La traversée du fleuve : le micmac des postes- frontières
« La Traversée » est le titre d’un roman de Mouloud Mammeri, un classique de la littérature maghrébine publié en 1982 et que tout bon élève de Terminale (de notre époque) se devait d’avoir lu. Si j’évoque ce livre, quarante ans après sa publication, c’est parce que sa forte symbolique (difficultés, solitude, problèmes, incompréhension) est encore présente. Ce n’est pas pour rappeler la désertion de la lecture par nos élèves mais pour évoquer les nombreuses tracasseries que rencontre tout voyage traversant le fleuve Sénégal dans un sens où dans un autre.
« Etre un règle ne sert à rien », me dit un jeune homme, chauffeur de taxi à Rosso, qu’un ami a chargé de m’accompagner jusqu’à Rosso Sénégal pour me faciliter les « formalités ». Côté mauritanien, nous n’avons eu aucun problème grâce sans doute au fait que mon « guide » connaît apparemment tout le monde. Il me montrait du doigt et on me laissait lui emboîter le pas. Je me dis que cette « facilité » n’était sans doute pas offerte aux gens qui ne sont pas accompagnés par un « guide » !
Une fois à l’embarcadère (bac), je fais remarquer à mon compagnon que je n’ai ni carnet de vaccination, ni certificat de devises, seulement ma pièce d’identité. Il me répète la même chose : ça ne sert à rien. De toutes les façons, tu seras obligé de payer, une fois de l’autre côté.
De l’autre côté, de robustes policiers et leurs « assistants » vous attendent de pied ferme. Ils commencent par ramasser vos documents de voyage, sauf si votre « guide » leur fait signe que vous êtes son « protégé ». Les termes de l’accord me sont inconnus mais il est certain que les deux parties y trouvent leur compte. Devant le guichet où commencent les formalités, mon guide me demande ma pièce d’identité et un carnet de vaccination que je n’avais pas ! Ce sera dix mille (10 000 francs), me dit-il. Je paye sans rechigner, sachant que je suis dans le tort. Je devais payer également 2000 francs et 1000 francs pour des « services » postés à la porte de sortie du bac, juste avant de s’éloigner de la zone du micmac frontalier.

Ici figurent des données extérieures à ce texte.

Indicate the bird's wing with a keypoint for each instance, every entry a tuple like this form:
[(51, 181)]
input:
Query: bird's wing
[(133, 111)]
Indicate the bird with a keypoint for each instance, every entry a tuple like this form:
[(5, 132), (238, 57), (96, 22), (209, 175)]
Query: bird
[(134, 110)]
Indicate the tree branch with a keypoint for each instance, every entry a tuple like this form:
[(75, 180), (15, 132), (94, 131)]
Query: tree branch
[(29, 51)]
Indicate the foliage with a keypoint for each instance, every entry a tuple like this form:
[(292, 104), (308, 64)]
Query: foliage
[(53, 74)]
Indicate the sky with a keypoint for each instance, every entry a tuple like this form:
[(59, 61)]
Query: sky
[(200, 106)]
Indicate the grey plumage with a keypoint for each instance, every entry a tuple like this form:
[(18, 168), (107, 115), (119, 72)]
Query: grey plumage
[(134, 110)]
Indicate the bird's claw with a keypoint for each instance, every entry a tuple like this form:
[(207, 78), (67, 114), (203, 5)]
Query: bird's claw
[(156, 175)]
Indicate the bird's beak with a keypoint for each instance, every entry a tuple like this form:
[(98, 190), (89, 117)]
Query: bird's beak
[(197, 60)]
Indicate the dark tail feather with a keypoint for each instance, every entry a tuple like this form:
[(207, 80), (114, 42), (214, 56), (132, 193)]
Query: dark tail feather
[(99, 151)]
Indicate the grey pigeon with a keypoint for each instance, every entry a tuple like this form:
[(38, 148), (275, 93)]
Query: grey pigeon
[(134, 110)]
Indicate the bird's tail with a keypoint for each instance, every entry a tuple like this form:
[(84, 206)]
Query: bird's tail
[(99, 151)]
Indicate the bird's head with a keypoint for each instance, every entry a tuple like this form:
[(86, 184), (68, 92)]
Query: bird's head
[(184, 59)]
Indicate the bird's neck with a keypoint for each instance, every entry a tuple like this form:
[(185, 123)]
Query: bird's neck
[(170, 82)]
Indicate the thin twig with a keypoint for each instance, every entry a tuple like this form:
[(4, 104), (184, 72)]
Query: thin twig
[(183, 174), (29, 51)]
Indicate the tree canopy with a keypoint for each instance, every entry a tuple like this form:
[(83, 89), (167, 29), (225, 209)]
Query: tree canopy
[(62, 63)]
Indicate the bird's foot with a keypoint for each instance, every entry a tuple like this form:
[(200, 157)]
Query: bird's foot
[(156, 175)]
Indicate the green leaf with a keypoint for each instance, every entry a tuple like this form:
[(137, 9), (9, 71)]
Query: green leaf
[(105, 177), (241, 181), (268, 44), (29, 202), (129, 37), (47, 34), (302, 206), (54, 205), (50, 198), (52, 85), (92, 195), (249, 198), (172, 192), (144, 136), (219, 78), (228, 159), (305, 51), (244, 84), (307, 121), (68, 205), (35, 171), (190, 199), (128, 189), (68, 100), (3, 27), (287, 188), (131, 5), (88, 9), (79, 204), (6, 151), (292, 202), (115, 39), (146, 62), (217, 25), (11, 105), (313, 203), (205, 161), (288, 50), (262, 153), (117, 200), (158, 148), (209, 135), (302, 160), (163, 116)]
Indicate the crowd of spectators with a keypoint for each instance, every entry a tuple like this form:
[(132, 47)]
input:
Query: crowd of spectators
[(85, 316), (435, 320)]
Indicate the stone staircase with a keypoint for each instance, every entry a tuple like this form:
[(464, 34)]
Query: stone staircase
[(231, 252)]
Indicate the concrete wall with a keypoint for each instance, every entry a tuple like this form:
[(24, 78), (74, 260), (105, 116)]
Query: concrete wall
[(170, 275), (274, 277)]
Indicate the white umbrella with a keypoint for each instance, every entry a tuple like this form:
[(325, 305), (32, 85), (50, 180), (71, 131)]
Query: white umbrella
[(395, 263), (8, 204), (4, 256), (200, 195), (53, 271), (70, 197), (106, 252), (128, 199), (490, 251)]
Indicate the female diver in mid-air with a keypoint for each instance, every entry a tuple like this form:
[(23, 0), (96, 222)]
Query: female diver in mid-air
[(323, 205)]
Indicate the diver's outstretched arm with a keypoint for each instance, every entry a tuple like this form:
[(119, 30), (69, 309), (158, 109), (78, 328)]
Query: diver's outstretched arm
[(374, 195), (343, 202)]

Il faut dire cependant que, contrairement à la Mauritanie où vous avez un poste de contrôle pratiquement tous les vingt ou trente kilomètres, entre Nouakchott et Rosso, au Sénégal, vous pouvez rouler tranquillement, sur près de quatre cents kilomètres sans être arrêté, une fois sorti des « griffes » de la police des frontières. Des situations qui ne sont peut-être pas identiques, la Mauritanie étant envahie par des vagues de candidats à l’immigration (clandestine) vers l’Europe et ayant vécu, par le passé, une douloureuse épreuve avec le terrorisme, se doit être vigilante sur toutes ses frontières : Algérie, Mali, Maroc, Sénégal.
Eviter une telle situation pour le pont
Le pont de l’amitié mauritano-sénégalaise, en cours de réalisation, ne devrait pas subir le sort du bac de Rosso. Il doit être, comme le souhaitent les autorités des deux pays, l’élément déclencheur d’un réel développement des échanges commerciaux entre la Mauritanie et le Sénégal et le chainon manquant de la Transsaharienne devant relier l’Europe à l’Afrique de l’ouest en passant par le Maroc.
Mais la véritable donne du Pont de Rosso est liée à l’affermissement des échanges économiques entre la Mauritanie et le Sénégal à la veille de l’entrée en exploitation du gaz du champ Grand Tortue Ahmeyim (GTA) que les deux pays ont choisi de développer en commun en confiant sa gestion à BP et Kosmos Energy.
Il est donc permis de penser que, pour la bonne marche de ce projet de coopération sud-sud engageant des dizaines de milliards de dollars sur une durée de 30 ans, les gouvernements des deux pays vont tout mettre en œuvre pour que leurs échanges commerciaux bénéficient de plus de fluidité. Engagés également comme acteurs majeurs dans l’Organisation pour la Mise en Valeur du Fleuve Sénégal (OMVS), la Mauritanie et le Sénégal ont plus d’une raison pour travailler ensemble en faisant du fleuve un élément clé de leur coopération bilatérale et des relations séculaires qui les lient, tant sur le plan culturel qu’économique et social.
La Mauritanie et le Sénégal ayant tous deux ratifié l’accord sur la ZLECA (Zone de libre-échange continentale africaine), ils doivent pouvoir tirer profit, de façon conséquente, des facilités qu’elle permet. L’avantage du libre-échange ne résidant pas uniquement dans les transactions à grande échelle mais aussi dans ce que les populations peuvent tirer de ces échanges.